Reproducibility Index

Notice: The reproducibility variables underlying each score are classified using an automated LLM-based pipeline, validated against a manually labeled dataset. LLM-based classification introduces uncertainty and potential bias; scores should be interpreted as estimates. Full accuracy metrics and methodology are described in Coakley et alK. L. Coakley, T. Snelleman, H. Hoos, and O. E. Gundersen, "The embrace of open science: An analysis of a decade of AI research and 56 800 conference papers," Under Review, 2026..
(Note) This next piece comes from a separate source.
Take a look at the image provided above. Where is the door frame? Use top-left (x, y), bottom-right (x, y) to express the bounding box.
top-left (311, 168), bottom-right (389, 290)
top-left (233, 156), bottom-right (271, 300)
Synthesize Privacy-Preserving High-Resolution Images via Private Textual Intermediaries

Authors: Haoxiang Wang, Zinan Lin, Da Yu, Huishuai Zhang

NeurIPS 2025 | Venue PDF | LLM Run Details

Reproducibility Variable	Result	LLM Response
Research Type	Experimental	We evaluate our SPTI method on six datasets: LSUN Bedroom [58], Cat [27], European Art [41], Wave-ui-25k [61], MMCeleb A-HQ [51, 52, 33, 21, 24], and our newly constructed Sprite Fright. These datasets are selected because each represents a realistic, privacy-sensitive scenario. For instance, LSUN Bedroom captures aspects of an individual s private living space, while Wave-ui-25k consists of screenshots that may reveal personal information from electronic devices.
Researcher Affiliation	Collaboration	Haoxiang Wang Peking University EMAIL Zinan Lin Microsoft Research EMAIL Da Yu Google Research EMAIL Huishuai Zhang Wangxuan Institute of Computer Technology, Peking University State Key Laboratory of General Artificial Intelligence EMAIL
Pseudocode	Yes	Algorithm 1 SPTI: Privately Synthesize High-Resolution Images via Synthesis via Private Textual Intermediaries Algorithm 2 Aug-PE with Image Voting (Aug_PE_Image_Voting)
Open Source Code	Yes	Our code release: https://github.com/Mark Godrick/SPTI
Open Datasets	Yes	We evaluate our SPTI method on six datasets: LSUN Bedroom [58], Cat [27], European Art [41], Wave-ui-25k [61], MMCeleb A-HQ [51, 52, 33, 21, 24], and our newly constructed Sprite Fright.
Dataset Splits	No	The paper describes generating different numbers of samples (e.g., 2,000, 4,000, 6,000, 8,000, and 10,000) for training a downstream classifier, and mentions evaluating test accuracy. However, it does not provide specific percentages or counts for the train/test/validation splits used for the datasets themselves or how the generated samples were split for the classifier's training and evaluation beyond general statements like 'test accuracy is evaluated using the ground-truth labels'.
Hardware Specification	Yes	Under our current implementation, a complete data generation run takes approximately 19 hours on a single NVIDIA A800, or 15.5 hours on 2 NVIDIA A100 GPUs, with a peak memory requirement of about 70 GB.
Software Dependencies	No	The paper mentions using specific models like GPT-4o-mini, Qwen-VL-Max, Meta-Llama-3-8B-Instruct, and SDXL-Turbo, but does not provide specific version numbers for underlying software libraries, frameworks (e.g., PyTorch, TensorFlow), or programming languages used for implementation.
Experiment Setup	Yes	To facilitate reproducibility, we detail the hyperparameter settings used for all experiments in Section 4. For hyperparameters not mentioned, the default values are used. For experiment settings of ablation studies between image voting and text voting, we use the same hyperparameters in Table 6 below. For comparison experiments on SPTI, PE and DP fine-tuning, we present our configuration details in Table 7. For specific configuration of DP fine-tuning, we present our settings in Table 8.